The first vaccine for this illness was approved in 1988, but it has not been found to be very effective in preventing the disease. It does, however, reduce the severity of the symptoms. It is important for horse owners and caretakers to follow up the first vaccination by a repeat booster within two to four weeks. Then an annual vaccination is a worthwhile safeguard for horses living in regions near water.
Diagnostic testing of Potomac horse fever takes two to three days. Samples for blood or fecal testing must be gathered before antibiotics are given. Vaccine antibodies can also interfere with the test results. People who suspect that a horse might be infected should isolate the animal immediately. Electrolytes can be given to help with the dehydration that can occur quickly.

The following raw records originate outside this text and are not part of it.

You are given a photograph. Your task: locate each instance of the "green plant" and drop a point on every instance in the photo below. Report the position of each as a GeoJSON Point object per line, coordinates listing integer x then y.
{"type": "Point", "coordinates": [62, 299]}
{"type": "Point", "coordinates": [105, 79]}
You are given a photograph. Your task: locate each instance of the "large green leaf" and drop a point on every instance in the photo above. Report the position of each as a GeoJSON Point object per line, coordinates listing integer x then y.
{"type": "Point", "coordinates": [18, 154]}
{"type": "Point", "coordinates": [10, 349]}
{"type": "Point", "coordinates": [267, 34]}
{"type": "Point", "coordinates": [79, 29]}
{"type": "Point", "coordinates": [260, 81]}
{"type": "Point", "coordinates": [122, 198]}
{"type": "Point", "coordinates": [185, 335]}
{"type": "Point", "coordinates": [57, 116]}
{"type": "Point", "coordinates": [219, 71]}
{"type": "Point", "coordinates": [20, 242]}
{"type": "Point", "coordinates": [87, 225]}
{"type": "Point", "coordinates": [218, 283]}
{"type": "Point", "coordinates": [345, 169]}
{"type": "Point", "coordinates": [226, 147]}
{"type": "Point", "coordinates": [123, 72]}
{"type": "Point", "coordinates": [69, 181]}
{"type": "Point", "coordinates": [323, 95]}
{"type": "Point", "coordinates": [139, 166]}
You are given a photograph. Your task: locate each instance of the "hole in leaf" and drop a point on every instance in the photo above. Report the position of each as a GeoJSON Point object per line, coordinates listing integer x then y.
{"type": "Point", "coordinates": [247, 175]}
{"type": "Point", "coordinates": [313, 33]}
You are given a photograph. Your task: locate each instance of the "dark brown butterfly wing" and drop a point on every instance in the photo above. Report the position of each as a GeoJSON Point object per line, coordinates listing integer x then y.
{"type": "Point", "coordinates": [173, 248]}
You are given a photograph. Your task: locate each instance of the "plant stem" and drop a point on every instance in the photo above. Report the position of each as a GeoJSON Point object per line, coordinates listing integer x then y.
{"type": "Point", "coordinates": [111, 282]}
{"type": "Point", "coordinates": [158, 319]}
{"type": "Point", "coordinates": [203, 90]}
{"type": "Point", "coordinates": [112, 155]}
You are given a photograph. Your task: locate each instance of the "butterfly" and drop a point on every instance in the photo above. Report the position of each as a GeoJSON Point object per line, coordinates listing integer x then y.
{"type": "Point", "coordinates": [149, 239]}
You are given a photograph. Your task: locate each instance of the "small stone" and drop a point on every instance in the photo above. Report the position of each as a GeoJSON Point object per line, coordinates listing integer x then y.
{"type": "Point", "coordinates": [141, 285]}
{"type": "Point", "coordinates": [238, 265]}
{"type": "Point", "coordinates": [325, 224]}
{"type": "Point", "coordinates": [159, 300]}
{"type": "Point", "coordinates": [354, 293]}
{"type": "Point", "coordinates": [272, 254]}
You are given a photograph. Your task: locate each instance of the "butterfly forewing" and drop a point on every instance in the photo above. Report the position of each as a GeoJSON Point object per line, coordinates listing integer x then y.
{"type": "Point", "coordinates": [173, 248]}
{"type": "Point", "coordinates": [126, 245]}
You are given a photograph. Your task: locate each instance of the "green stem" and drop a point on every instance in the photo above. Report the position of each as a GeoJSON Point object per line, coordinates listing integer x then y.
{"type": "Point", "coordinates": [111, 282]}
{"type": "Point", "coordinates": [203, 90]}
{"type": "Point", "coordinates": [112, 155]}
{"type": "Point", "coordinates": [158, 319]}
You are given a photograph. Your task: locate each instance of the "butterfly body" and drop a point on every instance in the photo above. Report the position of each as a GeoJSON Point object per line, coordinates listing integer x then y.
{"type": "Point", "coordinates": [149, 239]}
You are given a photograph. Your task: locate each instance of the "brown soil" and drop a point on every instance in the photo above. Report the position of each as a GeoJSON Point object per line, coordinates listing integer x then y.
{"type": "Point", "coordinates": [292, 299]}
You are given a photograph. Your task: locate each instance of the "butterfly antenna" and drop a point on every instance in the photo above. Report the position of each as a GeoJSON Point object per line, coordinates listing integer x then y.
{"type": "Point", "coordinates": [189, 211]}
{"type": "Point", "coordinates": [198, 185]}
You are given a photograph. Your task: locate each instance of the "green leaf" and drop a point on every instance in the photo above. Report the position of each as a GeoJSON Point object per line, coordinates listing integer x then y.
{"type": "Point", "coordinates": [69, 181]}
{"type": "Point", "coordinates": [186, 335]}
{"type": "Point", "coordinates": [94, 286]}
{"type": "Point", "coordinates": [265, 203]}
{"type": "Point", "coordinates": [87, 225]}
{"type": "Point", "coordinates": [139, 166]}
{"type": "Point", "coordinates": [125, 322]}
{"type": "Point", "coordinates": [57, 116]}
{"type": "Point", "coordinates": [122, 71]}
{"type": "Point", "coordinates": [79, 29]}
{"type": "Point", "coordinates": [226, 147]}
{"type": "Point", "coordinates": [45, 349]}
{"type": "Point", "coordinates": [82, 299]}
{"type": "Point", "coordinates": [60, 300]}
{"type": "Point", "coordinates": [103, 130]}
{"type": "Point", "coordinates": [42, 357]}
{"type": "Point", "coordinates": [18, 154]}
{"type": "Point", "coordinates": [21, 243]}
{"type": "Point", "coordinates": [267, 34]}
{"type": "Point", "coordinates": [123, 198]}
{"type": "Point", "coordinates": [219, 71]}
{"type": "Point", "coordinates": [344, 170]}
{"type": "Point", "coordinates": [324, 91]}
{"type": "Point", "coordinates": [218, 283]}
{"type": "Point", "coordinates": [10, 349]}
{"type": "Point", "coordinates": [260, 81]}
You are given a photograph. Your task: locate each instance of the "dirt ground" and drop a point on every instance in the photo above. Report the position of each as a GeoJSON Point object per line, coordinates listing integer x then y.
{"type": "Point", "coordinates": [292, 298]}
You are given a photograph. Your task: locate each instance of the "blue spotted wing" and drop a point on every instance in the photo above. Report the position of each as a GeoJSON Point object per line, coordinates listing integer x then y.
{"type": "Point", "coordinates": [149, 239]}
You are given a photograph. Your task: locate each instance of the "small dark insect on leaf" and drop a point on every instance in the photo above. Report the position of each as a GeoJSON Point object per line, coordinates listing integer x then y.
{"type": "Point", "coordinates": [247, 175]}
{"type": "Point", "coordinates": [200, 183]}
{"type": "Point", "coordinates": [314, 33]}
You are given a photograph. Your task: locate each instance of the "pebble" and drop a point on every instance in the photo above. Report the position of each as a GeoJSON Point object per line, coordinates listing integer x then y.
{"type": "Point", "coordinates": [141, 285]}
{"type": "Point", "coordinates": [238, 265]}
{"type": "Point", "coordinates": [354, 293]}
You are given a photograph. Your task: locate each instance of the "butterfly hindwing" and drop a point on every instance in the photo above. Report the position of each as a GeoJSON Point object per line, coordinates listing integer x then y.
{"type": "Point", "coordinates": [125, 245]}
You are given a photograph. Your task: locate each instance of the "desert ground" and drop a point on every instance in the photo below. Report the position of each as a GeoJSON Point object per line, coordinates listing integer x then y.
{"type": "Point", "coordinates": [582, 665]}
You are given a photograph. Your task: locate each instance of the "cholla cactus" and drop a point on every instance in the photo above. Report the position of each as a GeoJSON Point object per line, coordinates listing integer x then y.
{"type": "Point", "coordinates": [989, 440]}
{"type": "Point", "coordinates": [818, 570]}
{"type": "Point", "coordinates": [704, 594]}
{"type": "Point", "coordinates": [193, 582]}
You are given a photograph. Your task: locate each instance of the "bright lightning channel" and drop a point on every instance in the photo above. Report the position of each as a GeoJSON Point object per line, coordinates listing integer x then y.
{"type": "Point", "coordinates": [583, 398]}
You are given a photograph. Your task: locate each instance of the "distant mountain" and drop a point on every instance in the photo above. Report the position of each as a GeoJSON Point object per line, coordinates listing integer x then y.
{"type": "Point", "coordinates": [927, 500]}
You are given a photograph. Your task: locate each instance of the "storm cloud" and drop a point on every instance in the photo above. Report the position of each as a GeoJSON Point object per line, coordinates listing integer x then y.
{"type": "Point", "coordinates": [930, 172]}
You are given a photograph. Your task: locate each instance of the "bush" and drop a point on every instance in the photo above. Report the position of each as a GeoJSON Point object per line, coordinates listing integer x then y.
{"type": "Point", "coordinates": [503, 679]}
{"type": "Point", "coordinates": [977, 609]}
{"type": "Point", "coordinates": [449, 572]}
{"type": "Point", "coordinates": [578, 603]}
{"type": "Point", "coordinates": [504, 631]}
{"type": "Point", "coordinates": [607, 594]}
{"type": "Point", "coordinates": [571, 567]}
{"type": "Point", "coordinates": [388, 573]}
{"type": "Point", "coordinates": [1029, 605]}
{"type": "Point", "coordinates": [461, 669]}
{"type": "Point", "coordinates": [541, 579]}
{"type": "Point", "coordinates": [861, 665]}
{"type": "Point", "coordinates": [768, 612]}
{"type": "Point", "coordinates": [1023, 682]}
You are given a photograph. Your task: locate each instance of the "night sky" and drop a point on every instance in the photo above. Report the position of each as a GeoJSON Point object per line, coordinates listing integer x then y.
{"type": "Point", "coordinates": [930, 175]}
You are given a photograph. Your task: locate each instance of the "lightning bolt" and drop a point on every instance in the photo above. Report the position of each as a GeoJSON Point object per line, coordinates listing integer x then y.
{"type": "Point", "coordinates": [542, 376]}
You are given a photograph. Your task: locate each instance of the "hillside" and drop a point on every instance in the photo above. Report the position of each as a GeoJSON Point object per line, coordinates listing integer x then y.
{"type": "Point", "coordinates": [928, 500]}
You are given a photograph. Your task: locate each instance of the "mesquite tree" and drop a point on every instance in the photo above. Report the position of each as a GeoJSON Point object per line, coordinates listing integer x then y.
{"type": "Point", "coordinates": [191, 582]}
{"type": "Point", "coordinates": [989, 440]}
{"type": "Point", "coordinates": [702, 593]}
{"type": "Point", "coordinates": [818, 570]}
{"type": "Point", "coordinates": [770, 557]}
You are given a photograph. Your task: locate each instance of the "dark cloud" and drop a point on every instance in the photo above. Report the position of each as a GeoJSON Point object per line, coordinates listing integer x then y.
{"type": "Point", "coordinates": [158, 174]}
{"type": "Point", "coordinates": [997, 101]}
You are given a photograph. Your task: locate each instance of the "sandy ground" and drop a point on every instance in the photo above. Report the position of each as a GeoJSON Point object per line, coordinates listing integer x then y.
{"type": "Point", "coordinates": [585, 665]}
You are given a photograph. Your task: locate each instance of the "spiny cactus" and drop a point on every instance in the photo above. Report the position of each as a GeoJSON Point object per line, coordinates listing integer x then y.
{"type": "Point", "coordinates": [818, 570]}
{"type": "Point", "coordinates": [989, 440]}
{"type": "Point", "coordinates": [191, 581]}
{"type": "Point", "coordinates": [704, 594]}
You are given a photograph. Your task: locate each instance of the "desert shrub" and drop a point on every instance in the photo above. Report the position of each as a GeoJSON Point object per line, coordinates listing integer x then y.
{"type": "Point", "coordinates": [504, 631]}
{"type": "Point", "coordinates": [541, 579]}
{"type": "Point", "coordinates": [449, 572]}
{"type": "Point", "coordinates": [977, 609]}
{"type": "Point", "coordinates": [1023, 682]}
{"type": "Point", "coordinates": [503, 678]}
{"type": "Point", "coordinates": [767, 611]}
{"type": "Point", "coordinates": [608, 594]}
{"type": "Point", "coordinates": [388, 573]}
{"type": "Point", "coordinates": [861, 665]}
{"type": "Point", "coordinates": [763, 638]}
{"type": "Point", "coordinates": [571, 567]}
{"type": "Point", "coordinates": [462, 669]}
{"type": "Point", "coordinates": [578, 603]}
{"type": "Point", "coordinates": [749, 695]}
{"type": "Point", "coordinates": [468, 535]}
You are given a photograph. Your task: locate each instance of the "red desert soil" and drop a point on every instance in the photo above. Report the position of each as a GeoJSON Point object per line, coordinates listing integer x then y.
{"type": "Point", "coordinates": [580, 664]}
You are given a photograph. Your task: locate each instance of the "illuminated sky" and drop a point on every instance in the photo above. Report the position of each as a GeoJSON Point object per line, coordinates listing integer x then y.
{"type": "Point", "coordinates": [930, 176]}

There are a number of preventative measures that will help keep thid disease from infecting a barn. The most important is to prevent horses from drinking from natural water sources like ponds and streams. Water buckets must be kept clean and free from dead insects. Night lighting attracts mayflies and other vector insects, so lights should not be left on, especially during July and August evenings when aquatic insects are more common. It is also best for riders not to ride in outdoor arenas at night during this period. All hay and grain that is exposed to lighted areas should be covered, and it should be inspected before being fed to any horse.
Potomac horse fever is most contagious in late summer through early fall when the mayflies and other species are at their peak. The most successful treatement seems to be a combination of tetracycline and banamine, given intravenously for three days. This disease is not a diagnosis to be taken lightly; however, it no longer carries the high risk of fatality that it once did.